DCC six month sales top €7bn
Sales at Irish diversified distribution company DCC dropped by 6.6pc to £5.07bn (€7.12bn) in the six months to the end of September.
This compared to turnover of £5.4bn during the same period in 2014.
According to the firm's results for the first half of its financial year released this morning operating profit jumped from just over £70m to £88.4m.
About one-third of this growth was organic with the remainder from first time contributions from acquisitions completed throughout the period.
The interim dividend has been increased by 15pc year on year to 33.04p while profit before tax from continuing operations increased by 23.1pc to £52.5m.
The firm has decided to pay an interim dividend of 33.04 pence per share, which represents a 15pc increase on the prior year interim dividend of 28.73 pence per share.
The first half of the year is typically less important for DCC than the second, with analysts estimating that it typically accounts for about 30pc of the group’s total earnings during the financial year.

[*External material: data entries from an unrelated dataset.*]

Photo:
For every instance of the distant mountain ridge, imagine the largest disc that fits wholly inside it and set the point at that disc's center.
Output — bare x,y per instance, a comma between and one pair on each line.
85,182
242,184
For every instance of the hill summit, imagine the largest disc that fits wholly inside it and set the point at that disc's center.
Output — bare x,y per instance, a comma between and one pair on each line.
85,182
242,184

DCC chief executive Tommy Breen said: Assuming normal winter weather conditions in the balance of the financial year, the Group expects that both operating profit and adjusted earnings per share for the year ending 31 March 2016 will be very significantly ahead of the prior year and modestly ahead of current market consensus expectations.

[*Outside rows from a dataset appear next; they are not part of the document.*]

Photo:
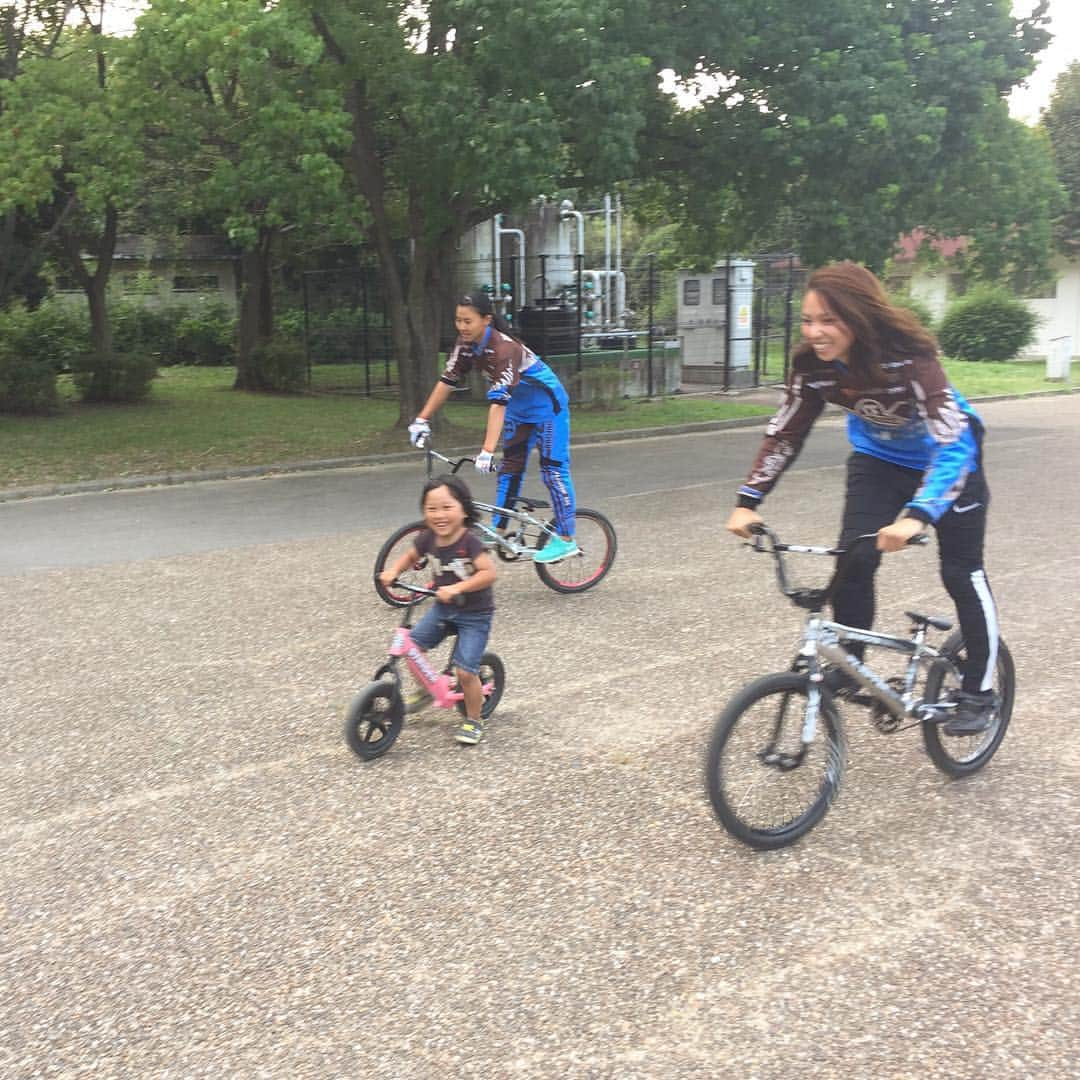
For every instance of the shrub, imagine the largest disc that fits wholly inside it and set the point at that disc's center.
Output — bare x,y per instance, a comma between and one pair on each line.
206,338
986,324
27,370
281,365
121,376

“The group retains significant financial capacity for further development while preserving the balance sheet strength that has served it well over many years. DCC remains ambitious to continue the growth and development of its business."
The company also announced three new deals. DCC is to acquire CUC Groupe, a French cabling and connectors distribution business, English beauty firm Design Plus and English medical devices company Espiner Medical.
Committed acquisition expenditure amounted to £40.4m during the period.